Monday, June 18, 2007

Throwing in the towel

How do you decide when to throw things out? And how do you get your spouse to agree that it's necessary?

I'm speaking, of course, theoretically. We never have problems of this nature in our household. We both promptly dispose of items that have fulfilled their purpose and no longer fit into our busy lifestyle. Or our small house.

Right.

Some people have a difficult time getting rid of things even when they no longer work, and have no hope of ever working again. My husband is one such person.

For a long time now, the can opener and I have been at odds. I wanted it to work, and it did not want to oblige me. It repeatedly came up with new ways to avoid working. Sometimes it would get halfway around the can and then just stop, as if it were 5:00 and quitting time. Sometimes it was almost impossible to turn, and sweat would be pouring down my back when I finally finished turning it. Sometimes it would go all the way around the can, seemingly as it should, but the lid would still be as stuck as the day it was soldered on. In desperation I would sometimes use a bottle opener to punch little holes in the can and drain the contents, drip by agonizingly slow drip. I knew the can opener's days were numbered, but I also knew Joe would not see this issue quite the same way.

One day the can opener staged an open rebellion. It would not even grip the can properly. When I closed the handles, two rows of teeth met above the can. The teeth made a jeering smile, looking up at me, daring me to make the opener pry open the can.

"That's it," I said. "I should have done this a long time ago." I opened the wastebasket, held the can opener over it for a few seconds to let it know I was serious, and gleefully dropped it in. I felt a strange sense of giddiness.

And then I remembered two things. One, I needed that can opened to make dinner. Two, Joe would not be happy to know I had thrown something out, even if it didn't work.

I solved #1 by borrowing a friend's can opener. #2 was a bit more tricky. The can opener could still nark on me, lying as it was right on the top of the wastebasket, and Joe could easily take it back out of the wastebasket, which he might very well do. So I took a deep breath, plunged my hand deep in the wastebasket, and buried the can opener under the other garbage. There, I said. He'll never know it's gone. I figured since he didn't have much personal knowledge of the can opener, he would never know when I bought a new one that I had replaced it.

See the lengths to which a person will go when her spouse refuses to get rid of things? Reduced to hiding things at the bottom of the wastebasket.

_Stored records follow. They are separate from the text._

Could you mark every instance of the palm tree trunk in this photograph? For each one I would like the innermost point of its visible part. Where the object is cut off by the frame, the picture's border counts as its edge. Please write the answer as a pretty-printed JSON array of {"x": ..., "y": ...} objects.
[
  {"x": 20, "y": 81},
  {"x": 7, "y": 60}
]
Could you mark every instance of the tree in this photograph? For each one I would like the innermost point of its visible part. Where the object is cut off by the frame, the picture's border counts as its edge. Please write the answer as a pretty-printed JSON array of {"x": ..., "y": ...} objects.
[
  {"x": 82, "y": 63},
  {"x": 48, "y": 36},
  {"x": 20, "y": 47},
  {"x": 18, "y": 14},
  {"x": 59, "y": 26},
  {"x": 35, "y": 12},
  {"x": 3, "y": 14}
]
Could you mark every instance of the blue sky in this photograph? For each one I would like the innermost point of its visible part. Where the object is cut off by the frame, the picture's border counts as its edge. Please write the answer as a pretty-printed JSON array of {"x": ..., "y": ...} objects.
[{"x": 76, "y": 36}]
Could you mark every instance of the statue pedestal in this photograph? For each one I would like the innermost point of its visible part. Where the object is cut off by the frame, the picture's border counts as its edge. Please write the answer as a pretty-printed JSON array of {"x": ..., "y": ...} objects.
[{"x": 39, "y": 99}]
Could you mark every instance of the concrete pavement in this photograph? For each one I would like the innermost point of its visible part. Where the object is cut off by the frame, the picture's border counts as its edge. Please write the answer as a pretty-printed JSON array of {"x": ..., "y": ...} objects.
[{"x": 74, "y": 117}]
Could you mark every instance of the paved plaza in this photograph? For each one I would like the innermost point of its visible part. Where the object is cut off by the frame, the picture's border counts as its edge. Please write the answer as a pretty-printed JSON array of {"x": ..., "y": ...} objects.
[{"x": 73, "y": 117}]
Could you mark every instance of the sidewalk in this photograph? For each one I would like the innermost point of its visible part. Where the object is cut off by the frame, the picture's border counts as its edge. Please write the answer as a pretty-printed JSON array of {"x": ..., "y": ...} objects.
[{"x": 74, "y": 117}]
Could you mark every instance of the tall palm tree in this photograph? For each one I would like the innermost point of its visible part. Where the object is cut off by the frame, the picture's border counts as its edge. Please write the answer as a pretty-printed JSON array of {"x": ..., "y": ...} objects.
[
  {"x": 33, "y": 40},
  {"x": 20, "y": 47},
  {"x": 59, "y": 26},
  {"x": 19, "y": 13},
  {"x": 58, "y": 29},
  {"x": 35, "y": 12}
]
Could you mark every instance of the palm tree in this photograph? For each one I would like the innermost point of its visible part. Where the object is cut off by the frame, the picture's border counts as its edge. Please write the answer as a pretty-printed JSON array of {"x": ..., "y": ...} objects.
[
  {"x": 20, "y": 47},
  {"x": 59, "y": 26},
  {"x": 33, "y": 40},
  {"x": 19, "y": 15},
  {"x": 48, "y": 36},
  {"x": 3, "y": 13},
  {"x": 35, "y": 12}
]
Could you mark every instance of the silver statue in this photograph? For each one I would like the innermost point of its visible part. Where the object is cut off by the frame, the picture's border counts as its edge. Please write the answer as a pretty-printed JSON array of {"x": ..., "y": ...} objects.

I made one teeny tiny mistake, which ruined all my carefully laid plans. I left the borrowed can opener on the kitchen counter, intending to return it the next day. "Hey, what's this?" Joe asked when he saw it. Apparently he had enough knowledge of our former can opener to know that this wasn't it.

"Um, that's Abbie's can opener," I said. "I'm, um, watching it for her."

He looked skeptical.

"Well, actually, our can opener wouldn't work, so I borrowed hers."
I was deliberately vague about the fate of our own can opener. I tried to block his view of the wastebasket so he wouldn't get any ideas.

"Well," he said, "don't throw the other one out. I'm sure we can still use it."

I must have looked guilty. Or maybe it was my eyes, straying toward the wastebasket, that tipped him off.

"You threw it out," he said accusingly.

I nodded.

"But it was less than two years old!" he said.

"It wouldn't work," I said.

"But it was less than two years old!"


"That can opener hasn't worked right for ages!" I said. "It's supposed to be this fancy thing that's soooo easy to turn and works like a dream but no, the stupid thing refuses to turn and this time it wouldn't even grip the can and I got tired of it not working and so I threw it out."

He looked at me as if I were a small child. "Was the can upside down?" he asked.

"What do you mean, was the can upside down? Of course the can wasn't upside down!" I said indignantly.

"Cuz I had trouble with the can opener one time, and I realized I had the can upside down," he said.

Of course, the problem is never with the object itself. I must have a faulty method of operation.

"It wouldn't work, I'm telling you," I said.

He sighed and looked at the wastebasket.

"Don't even think about it," I warned. "It's buried wayyyy down at the bottom."


1 comment:

love to laugh said...

Like father, like son. For over 50 years, I tried to get rid of stuff that had no purpose whatsoever. I would hide it in the garbage sack, and carefully take it to the curb for its final resting place, only to find my husband going through each sack and bringing them back into the garage. I never could figure out why that "stuff" meant so much. It wasn't like he went to the garage to visit it, maybe he just wanted to look at all the space it occupied,while his car sat in all kinds of bad weather. I love your story because I believe every wife in the world can identify with it. Good job!